The advantage for insurers is that it is no longer necessary to start from scratch. Technologically, they can learn a lot from the banks. So what specifically can they learn from the banks‘ digital revolution to apply to the insurance market?
Below, we highlight five aspects of banking from which the insurance industry can benefit:
1. Customer-centric approach
Financial institutions such as banks and insurance companies traditionally focus on product-related triggers such as major life events: the birth of a child, starting a business, getting married, buying a property, the occurrence of an accident, and so on. The high-tech approach, on the other hand, focuses on customers completely independent of their life stage. This approach allows for more touch points with the customer, combined with greater engagement and trust, which will make any traditional approach obsolete.
When the customer is at the center of the entire process, they no longer have to deal with a multitude of departments, contacts and paperwork. Im also not lacking access to information and transparency.
Digital transformation means centralizing the entire process on a single digital platform that is consistent throughout the customer journey. Many insurance companies are beginning to take a customer-centric approach and develop a comprehensive digital ecosystem. However, few are realizing the full potential of a new customer experience by, for example, integrating a customer journey builder and API configurations. With these capabilities, insurers can quickly and easily add new customer journeys and configure existing ones.
2. paperless culture
A paperless culture puts the customer-centric approach into practice. All processes take place on a single, consistent digital platform. However, establishing a paperless culture goes far beyond paper and sustainability. This is where digital transformation begins. This is where innovations like mobility, apps and online services thrive. Getting rid of „paperwork“ is at the heart of any technology-based, customer-centric business. This is where omnichannel interaction, end-to-end and two-way communication are enabled, with consistent answers everywhere, all the time.
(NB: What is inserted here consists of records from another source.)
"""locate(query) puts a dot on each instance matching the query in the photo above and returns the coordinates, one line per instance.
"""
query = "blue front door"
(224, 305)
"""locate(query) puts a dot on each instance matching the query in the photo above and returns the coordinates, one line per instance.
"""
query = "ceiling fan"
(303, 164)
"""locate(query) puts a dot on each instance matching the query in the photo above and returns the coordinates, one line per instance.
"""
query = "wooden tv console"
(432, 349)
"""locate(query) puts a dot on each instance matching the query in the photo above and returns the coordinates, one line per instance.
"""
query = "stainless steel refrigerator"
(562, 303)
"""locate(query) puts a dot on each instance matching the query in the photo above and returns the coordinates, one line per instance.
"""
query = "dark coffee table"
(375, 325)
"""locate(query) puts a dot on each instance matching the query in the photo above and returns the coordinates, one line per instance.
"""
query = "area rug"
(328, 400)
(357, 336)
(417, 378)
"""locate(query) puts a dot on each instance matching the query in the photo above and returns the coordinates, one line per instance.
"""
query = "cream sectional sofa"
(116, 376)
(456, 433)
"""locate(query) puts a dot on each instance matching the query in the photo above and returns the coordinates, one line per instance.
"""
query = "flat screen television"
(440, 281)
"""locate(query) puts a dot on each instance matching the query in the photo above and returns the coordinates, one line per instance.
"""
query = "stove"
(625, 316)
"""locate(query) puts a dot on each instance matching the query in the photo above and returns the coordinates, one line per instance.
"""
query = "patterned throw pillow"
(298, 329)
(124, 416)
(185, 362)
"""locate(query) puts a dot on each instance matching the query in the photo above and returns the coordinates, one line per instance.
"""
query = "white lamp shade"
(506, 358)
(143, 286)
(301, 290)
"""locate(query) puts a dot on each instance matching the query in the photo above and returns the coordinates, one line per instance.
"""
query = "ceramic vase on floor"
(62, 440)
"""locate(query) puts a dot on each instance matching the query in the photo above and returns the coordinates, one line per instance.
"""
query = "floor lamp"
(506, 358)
Before digital transformation, more money meant more paperwork. Banks have made a conscious decision to follow the money, not the paper. To do this effectively, new tools and a new digital ecosystem must be developed. Accelerated and automated underwriting processes will pave the way to a paperless insurance culture. They will streamline the underwriting case flow and speed up and improve the entire process for insurers and their distribution channels. We need a system where all stakeholders can digitally align functions and underwriting rules with business needs and make informed underwriting decisions.
3. Digital as standard
A paperless culture that follows the money and is customer-centric uses a provider’s digital touchpoints as a business model. And online banking usage is expected to increase between 2021 and 2024, with the number of online banking users expected to reach 2.5 billion.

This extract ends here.